Food security put in peril by Defra’s SFI policy, warns farmer

Cambridge arable farmer and Nuffield scholar James Peck has written to Defra to demand an urgent review of its agricultural transition, warning it incentivises farmers to take land out of production and puts food security at risk to British people.

Mr Peck is managing director of PX Farms Limited, a family agribusiness that he has built from scratch since 2003, which farms 5,000ha across Cambridgeshire, Bedfordshire, Hertfordshire and Lincolnshire.

In his letter sent to Defra farming minister Mark Spencer, Mr Peck says the menu of actions available under the 2023 Sustainable Farming Incentive (SFI) offer is “woeful”.

See also: Hill farmers unimpressed with Defra’s new ELM offer for uplands

James Peck © PX Farms

James Peck © PX Farms

Out of the 23 SFI actions on offer, 12 are already available under Countryside Stewardship (CS) and therefore “do not represent a new offer at all”.

Over the past two years, Mr Peck has lost £600,000 a year due to reductions in Basic Payment Scheme (BPS) payments, and he has been unable to fill the void through Defra’s SFI.

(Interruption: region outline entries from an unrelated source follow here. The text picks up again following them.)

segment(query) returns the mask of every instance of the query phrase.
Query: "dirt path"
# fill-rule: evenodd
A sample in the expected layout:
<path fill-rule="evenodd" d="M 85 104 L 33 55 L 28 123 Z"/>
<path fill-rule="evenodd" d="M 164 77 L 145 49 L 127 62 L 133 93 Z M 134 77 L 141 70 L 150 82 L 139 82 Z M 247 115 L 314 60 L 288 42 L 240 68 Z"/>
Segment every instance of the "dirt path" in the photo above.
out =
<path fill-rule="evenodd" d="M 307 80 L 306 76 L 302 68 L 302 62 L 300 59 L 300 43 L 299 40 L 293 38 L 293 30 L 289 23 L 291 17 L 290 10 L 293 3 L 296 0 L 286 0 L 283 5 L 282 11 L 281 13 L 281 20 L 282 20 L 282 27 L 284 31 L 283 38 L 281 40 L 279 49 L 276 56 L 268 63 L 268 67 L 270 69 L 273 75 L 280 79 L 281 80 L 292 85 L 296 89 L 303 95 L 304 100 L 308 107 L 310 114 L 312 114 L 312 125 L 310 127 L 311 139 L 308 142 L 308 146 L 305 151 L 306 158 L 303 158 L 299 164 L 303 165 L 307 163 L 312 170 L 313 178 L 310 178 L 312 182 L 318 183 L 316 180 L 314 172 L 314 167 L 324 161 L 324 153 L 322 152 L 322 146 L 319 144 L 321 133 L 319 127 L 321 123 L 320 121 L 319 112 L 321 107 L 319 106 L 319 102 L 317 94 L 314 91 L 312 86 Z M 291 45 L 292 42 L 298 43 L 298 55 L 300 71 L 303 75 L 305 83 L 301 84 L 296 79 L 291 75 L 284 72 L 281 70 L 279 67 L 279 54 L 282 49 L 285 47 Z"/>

He fears the situation will only get worse as, like so many farmers, Mr Peck will lose at least 50% of his BPS money this December, compared to historic levels.

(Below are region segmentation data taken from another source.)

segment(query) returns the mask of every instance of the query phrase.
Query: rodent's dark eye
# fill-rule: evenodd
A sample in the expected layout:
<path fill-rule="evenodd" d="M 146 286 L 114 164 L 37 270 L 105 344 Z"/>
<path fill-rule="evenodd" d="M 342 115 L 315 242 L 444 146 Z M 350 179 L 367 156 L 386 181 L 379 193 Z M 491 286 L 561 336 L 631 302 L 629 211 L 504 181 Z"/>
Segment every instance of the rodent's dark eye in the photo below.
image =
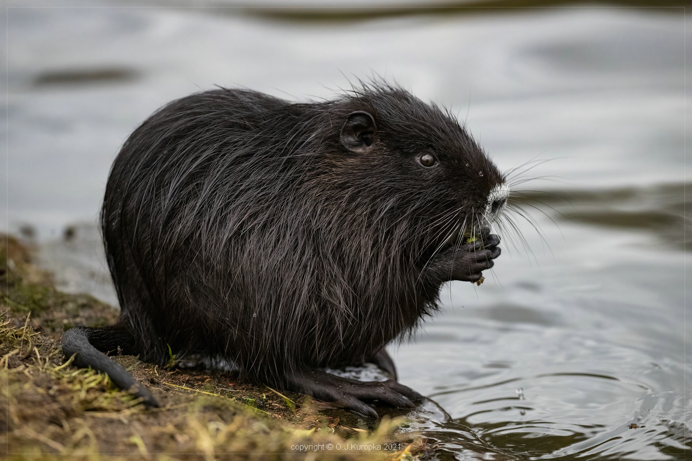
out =
<path fill-rule="evenodd" d="M 437 163 L 437 159 L 432 154 L 426 153 L 418 157 L 418 163 L 429 168 L 431 166 L 435 166 L 435 163 Z"/>

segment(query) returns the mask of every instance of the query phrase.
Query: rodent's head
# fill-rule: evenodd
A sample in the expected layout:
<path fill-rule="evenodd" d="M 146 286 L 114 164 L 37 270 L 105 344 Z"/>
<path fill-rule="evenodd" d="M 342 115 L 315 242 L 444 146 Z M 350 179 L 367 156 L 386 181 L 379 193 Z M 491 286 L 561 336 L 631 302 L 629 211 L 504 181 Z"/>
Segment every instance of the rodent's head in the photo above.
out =
<path fill-rule="evenodd" d="M 383 216 L 415 216 L 411 230 L 436 246 L 500 217 L 509 195 L 504 176 L 448 111 L 382 85 L 339 106 L 336 165 Z"/>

PX Farms has a team of 28 employees, with casual and self-employed staff taking that number up to 49 in peak periods. In total, it looks after the interests of more than 300 people, including 27 landowners and their families, as well as providing support for subsidiary businesses all operating in local communities.

Finances ‘don’t add up’

In his letter, he says the economic prospects of his business are being “severely impacted” by the steep decline in BPS payments. He asks: “If we cannot make the finances add up, then who can?”

Mr Peck, a former Farmers Weekly Young Farmer of the Year, writes that BPS payments play an important role in maintaining food production and help farmers to negotiate unique challenges, most notably the weather.

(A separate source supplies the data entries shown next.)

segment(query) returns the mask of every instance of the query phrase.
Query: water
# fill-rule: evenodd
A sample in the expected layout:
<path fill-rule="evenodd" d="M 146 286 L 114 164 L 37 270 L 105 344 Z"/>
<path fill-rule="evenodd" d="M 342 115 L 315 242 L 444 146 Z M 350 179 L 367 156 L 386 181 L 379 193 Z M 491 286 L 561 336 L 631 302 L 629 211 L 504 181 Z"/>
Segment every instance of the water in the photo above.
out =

The payments also enable him to support local jobs and invest in his business through upgrades to machinery and technology, which also supports machinery manufacturers and dealerships who employ staff and support the local economy.

Mr Peck ends his letter by urging Mr Spencer to extend the agricultural transition, halt BPS reductions and return them to historic rates “until it can offer a proper alternative funding stream to BPS”.

He sent the letter to Defra on 22 December last year, but has not received a reply.

Mr Peck told Farmers Weekly he believes the SFI is encouraging farmers and landowners to take land out of production – and Defra has not produced any analysis of the knock-on effect on self-sufficiency and food security.

“The SFI is the opportunity to get rid of machinery and staff and is the beginning of the end for farming in this country,” said Mr Peck.

“The Defra policy is encouraging people basically not to farm. If you take the legume fallow as an example, you get £593/ha, and if you are a farmer with machinery, staff, you might have hit retirement age and be tempted to take it.

“Landowners will be encouraged to surrender agreements in favour of their own SFI as opposed to employing other farmers. This will limit opportunities for new entrants and stifle the industry further.”

Farmer exodus

Mr Peck says an exodus of farmers will also cause damage to the local rural economy and subsidiary industries, including tyre companies, blacksmiths, engineers, and machinery manufacturers.

John Collen, a farmer and contractor based in Lowestoft, Suffolk, said it is “absolutely necessary” to support the environment, but not at the expense of productive agriculture, which would result in a “very high cost to the rural economy”.

“The loss of productive agriculture will have far reaching consequences for many years to come. Does Defra really want to see an end to farming?” he asked.

The NFU has urged Defra to halt any further reductions in BPS payments and carry out a mid-term review of its Agricultural Transition Plan, but Defra has rejected the call.

The union is also concerned that the retention of an element of direct support in other home nation countries, such as Scotland, will create an unlevel playing field for farmers in England.

Defra response

A Defra spokesperson said: “Every penny of reductions in direct payments is being made available to farmers through our schemes and grants.

“Our Environmental Land Management schemes are proving popular with farmers, with more than 32,000 Countryside Stewardship agreements in place – a 94% increase since 2020 – and more than 8,500 applications for the Sustainable Farming Incentive.

“We will continue to do all we can to support British farmers, and will work with them to take on board feedback so that our schemes work in the best possible way, and they can run profitable, sustainable businesses.”